Intern Blog, Neelam Mahtani - Measure Someone by Their Heart, Not Their Image

“Talk to your daughter before the beauty industry does!”

– The Dove Campaign for Real Beauty

My sister and I come from a mixture of ethnicities, which results in physical traits that do not match the stereotype for each of the many ethnicities we identify ourselves with. Once when my sister was in elementary school, one girl attempted to overpower her in a situation by saying, “Well, you are way too skinny and way too dark, you look like a twig.” Distraught at this comment, my sister cried to my mom later that day and my mom angrily told her to go back and defend herself by telling the bully she looked like a big white cow. My sister did so, also throwing my mom under the bus, which resulted in my mom being called into the principal’s office. The unfortunate reality of this situation is that both sides of this argument failed to appreciate and acknowledge the importance of beauty in any size and color. We live in a society where we find it okay to use these differences as a resort of attack and defense. Women and men are often told what they are expected to be like. We experience this in all aspects of identity development including culture, gender, sexual orientation, ethnicity, and generally fitting to whatever ‘norm’ society provides us. How are we supposed to find a true self identity during developmental periods when we are told we cannot be beautiful? Successful and secure identity development, which is a person's self recognition, can serve as a protective factor for many mental health issues. How can we ensure a healthy mind with a target on our own self identity?

I want to highlight the influence of these expectations on children and adolescents, because the impact of the issue of cultural beauty and thinness is one that is prevalent in any culture and ethnicity. Having a strong and positive body identity as a young person can highly influence your adulthood. The Dove Campaign for Real Beauty is a marketing campaign to, “celebrate the natural physical variation embodied by all women and inspire them to have the confidence to be comfortable with themselves.” (Dove).  The following video shows how the culture of beauty and body image across all ethnicities have an effect on a young girl’ identity: 

        The previous video from Dove's campaign stresses the influence a mother's identity can have on their daughters. Take for example the woman of Asian ethnicity, who says that she does not like her eyes and her nose. Her negative identity has influenced the way her own daughter identifies herself. This video shows the importance of a positive image of beauty, and the consequences of not being able to have that. On the other hand, the Caucasian mother who loved her legs because she could run with them, had a daughter who embraced her larger sized legs as well. I love this video because it makes us more aware of how our own identities can affect others around us, and also makes me upset that it is so easy for young girls to have a negative identity based off of a society with unrealistic norms.

              Additionally, a New York Times article “Why Does the Beauty Industry Ignore Curvy Models?” emphasizes the lack of size diversity in marketing of the beauty industry.
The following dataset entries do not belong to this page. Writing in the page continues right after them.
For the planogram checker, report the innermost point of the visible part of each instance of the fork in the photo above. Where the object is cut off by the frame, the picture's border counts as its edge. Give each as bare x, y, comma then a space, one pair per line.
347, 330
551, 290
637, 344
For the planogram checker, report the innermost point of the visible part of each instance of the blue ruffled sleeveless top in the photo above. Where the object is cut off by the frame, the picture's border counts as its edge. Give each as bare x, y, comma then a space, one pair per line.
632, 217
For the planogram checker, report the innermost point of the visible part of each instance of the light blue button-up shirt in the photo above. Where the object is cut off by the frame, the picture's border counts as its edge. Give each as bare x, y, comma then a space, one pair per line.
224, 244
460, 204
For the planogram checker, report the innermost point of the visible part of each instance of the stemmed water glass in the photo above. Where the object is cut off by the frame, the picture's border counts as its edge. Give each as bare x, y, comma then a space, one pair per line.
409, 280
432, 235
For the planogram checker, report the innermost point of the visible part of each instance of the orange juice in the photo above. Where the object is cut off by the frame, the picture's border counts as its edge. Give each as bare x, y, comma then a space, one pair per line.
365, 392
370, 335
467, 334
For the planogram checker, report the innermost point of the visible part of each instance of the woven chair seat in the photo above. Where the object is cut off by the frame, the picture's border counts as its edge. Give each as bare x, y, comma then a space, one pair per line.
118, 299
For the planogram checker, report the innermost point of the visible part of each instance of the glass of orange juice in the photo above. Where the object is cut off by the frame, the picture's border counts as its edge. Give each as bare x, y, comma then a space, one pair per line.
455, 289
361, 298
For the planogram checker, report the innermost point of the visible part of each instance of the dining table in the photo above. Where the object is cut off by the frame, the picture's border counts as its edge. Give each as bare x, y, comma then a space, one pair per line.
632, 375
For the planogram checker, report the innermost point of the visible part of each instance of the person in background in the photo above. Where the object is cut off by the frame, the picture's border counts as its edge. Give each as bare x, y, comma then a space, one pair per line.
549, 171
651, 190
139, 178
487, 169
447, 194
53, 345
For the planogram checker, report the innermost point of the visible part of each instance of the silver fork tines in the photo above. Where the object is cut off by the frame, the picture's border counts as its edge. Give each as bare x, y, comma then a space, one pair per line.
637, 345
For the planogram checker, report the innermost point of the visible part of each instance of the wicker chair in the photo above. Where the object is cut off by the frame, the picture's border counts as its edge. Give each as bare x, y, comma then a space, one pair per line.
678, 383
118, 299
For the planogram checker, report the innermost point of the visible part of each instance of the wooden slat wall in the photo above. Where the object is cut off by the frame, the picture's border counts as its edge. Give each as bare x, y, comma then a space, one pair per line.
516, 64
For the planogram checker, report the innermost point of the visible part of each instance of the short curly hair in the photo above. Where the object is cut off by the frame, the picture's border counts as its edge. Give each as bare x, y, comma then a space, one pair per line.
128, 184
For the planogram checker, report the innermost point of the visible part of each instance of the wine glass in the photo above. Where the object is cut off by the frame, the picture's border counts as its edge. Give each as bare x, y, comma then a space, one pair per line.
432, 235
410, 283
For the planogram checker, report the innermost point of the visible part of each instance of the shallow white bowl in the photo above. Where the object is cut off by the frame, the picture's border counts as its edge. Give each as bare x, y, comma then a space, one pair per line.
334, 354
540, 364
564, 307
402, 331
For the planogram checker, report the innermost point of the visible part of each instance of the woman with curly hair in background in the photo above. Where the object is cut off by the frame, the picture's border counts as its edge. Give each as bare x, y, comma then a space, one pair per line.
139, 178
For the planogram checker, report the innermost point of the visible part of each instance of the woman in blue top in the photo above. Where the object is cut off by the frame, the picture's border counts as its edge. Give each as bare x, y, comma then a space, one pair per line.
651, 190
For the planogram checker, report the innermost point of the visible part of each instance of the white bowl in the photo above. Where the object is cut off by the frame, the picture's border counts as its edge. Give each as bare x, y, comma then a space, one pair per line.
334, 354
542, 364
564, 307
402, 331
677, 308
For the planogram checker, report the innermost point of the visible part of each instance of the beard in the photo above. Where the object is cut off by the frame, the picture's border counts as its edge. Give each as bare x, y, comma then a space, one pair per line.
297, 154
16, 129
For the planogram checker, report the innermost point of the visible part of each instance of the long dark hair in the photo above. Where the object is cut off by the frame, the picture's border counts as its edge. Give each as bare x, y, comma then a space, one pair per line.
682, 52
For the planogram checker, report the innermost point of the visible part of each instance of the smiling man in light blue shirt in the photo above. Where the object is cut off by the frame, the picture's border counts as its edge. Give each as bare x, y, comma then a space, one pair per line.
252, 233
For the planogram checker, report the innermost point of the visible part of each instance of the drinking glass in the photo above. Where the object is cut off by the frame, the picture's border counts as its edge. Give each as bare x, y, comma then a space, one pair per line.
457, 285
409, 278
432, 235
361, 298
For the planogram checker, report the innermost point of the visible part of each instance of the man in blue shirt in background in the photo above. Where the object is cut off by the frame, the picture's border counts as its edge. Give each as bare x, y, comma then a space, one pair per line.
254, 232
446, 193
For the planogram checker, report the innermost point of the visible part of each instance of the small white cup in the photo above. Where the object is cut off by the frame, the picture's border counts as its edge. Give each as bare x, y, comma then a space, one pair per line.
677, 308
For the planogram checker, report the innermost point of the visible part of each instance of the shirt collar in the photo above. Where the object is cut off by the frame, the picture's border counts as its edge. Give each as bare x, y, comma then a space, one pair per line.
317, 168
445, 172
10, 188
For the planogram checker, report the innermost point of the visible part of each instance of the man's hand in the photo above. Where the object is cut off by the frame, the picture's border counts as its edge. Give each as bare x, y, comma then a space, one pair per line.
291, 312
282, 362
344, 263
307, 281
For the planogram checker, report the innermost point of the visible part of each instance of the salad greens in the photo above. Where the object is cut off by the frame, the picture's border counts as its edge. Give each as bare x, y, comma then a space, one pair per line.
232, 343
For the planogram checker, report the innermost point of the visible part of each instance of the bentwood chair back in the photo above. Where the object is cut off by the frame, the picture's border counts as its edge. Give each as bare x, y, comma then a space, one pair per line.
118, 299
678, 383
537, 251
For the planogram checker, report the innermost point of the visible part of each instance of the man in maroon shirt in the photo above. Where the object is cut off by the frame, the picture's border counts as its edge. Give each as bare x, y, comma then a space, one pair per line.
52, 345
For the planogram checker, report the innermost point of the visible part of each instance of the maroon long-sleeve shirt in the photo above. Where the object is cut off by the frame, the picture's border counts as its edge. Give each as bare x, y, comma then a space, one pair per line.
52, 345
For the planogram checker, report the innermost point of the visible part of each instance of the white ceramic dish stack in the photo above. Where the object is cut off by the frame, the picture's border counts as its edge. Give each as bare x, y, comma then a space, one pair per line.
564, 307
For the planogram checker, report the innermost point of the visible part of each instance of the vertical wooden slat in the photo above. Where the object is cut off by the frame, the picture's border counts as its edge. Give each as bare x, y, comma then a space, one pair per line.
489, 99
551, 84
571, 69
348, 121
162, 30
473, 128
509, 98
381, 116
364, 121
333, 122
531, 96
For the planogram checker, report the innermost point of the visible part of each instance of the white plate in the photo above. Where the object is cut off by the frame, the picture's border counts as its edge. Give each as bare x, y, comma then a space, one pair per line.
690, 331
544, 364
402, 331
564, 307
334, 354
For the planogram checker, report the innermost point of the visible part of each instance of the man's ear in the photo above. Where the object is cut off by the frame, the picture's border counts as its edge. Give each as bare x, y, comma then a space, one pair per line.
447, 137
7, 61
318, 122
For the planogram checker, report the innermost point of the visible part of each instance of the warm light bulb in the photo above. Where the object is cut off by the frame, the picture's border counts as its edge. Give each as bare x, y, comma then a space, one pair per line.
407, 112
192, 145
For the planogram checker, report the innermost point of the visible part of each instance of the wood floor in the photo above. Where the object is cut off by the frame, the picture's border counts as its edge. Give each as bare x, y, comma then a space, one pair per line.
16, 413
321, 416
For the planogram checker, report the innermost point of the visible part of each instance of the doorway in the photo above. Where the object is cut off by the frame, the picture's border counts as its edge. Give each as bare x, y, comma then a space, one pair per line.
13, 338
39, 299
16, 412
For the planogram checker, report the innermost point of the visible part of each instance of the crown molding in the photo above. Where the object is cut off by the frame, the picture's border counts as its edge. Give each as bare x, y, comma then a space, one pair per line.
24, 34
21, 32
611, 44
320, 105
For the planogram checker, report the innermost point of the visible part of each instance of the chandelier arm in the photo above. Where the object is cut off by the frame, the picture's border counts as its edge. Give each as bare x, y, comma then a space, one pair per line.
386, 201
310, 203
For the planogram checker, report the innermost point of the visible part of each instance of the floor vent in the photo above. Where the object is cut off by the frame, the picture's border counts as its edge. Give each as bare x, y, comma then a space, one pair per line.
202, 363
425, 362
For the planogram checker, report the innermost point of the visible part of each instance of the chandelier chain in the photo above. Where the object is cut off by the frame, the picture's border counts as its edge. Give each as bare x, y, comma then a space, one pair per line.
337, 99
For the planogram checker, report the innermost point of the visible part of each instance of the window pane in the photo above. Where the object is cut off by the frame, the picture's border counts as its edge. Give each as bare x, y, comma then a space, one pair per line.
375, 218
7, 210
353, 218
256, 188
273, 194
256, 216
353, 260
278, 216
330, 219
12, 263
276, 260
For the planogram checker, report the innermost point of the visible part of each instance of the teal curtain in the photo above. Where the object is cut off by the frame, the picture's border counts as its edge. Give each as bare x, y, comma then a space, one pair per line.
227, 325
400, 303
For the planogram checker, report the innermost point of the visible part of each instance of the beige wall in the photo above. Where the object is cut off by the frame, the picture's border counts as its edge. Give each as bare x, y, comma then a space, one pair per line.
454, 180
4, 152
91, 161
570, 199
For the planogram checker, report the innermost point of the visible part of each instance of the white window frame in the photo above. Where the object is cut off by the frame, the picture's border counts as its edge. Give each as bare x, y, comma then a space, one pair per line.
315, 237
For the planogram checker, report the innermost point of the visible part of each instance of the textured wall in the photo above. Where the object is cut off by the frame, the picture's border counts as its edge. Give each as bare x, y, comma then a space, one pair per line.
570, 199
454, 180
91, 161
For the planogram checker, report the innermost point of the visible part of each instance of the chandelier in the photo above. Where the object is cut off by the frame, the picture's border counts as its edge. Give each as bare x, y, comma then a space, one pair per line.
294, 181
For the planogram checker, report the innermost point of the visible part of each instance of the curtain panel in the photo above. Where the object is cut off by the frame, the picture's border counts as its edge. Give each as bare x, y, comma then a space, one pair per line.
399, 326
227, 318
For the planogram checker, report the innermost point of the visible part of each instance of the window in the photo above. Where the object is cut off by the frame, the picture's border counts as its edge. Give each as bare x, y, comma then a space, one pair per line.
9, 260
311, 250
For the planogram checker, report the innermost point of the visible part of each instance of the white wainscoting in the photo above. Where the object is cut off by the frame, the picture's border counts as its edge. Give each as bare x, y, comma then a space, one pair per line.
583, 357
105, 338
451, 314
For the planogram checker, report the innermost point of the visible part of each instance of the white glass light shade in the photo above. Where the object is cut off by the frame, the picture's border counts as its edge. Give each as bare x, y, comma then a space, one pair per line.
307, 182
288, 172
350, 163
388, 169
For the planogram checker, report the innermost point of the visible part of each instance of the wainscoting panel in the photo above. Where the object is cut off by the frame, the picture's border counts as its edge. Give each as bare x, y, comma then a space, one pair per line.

To have such a large, powerful and influential industry portraying an unrealistic identity for women, men and children, results in a society with normative views that are distorted and dangerous to the mental health and stability of so many people across so many cultures. I loved the creative director and senior vice president of MAC cosmetics view on this issue: “There is no formula… if a model has confidence in who she is and how she carries herself, size is irrelevant.” This is the mindset I wish that most companies had. The problem, however, is that the issue of body image acceptance becomes a cycle – how are these women of different color and size supposed to reach that level of confidence when the rest of the industry tells them they can’t? Much of these ‘idealistic’ elements of patrician features, height, white and thin, as stated in the article, can tie back to class and racism of the 1920s when American consumer culture and the modeling industry grew. Luckily, we are in an era where light is being shed on to this culture of beauty.

Beauty does not only come in different colors and sizes, but gender and sexual orientation too. Take former male Olympian, Caitlyn Jenner, who transitioned into a woman after being male for 60 years. While society has not yet reached a full sense of appreciation, some campaigns show us hope for the future. MAC paired up with Caitlyn for her campaign in designing a lipstick named ‘Finally Free’. Even though this campaign was highly controversial, it is amazing to publicize beauty in all forms, and it speaks out to our 'idealistic' society that beauty doesn't have a single image!

It is unfortunate that this narrow mindedness affects identity development in so many children, teenagers, and adults across all races and cultures. As stated by Arden, “It takes lots of fearlessness, courage to love and like yourself, to measure yourself by the size of your heart and not some preconceived image of perfection and beauty, in any race, gender, sexual orientation, and culture”. All sizes, colors, genders and disabilities are beautiful! Embrace it.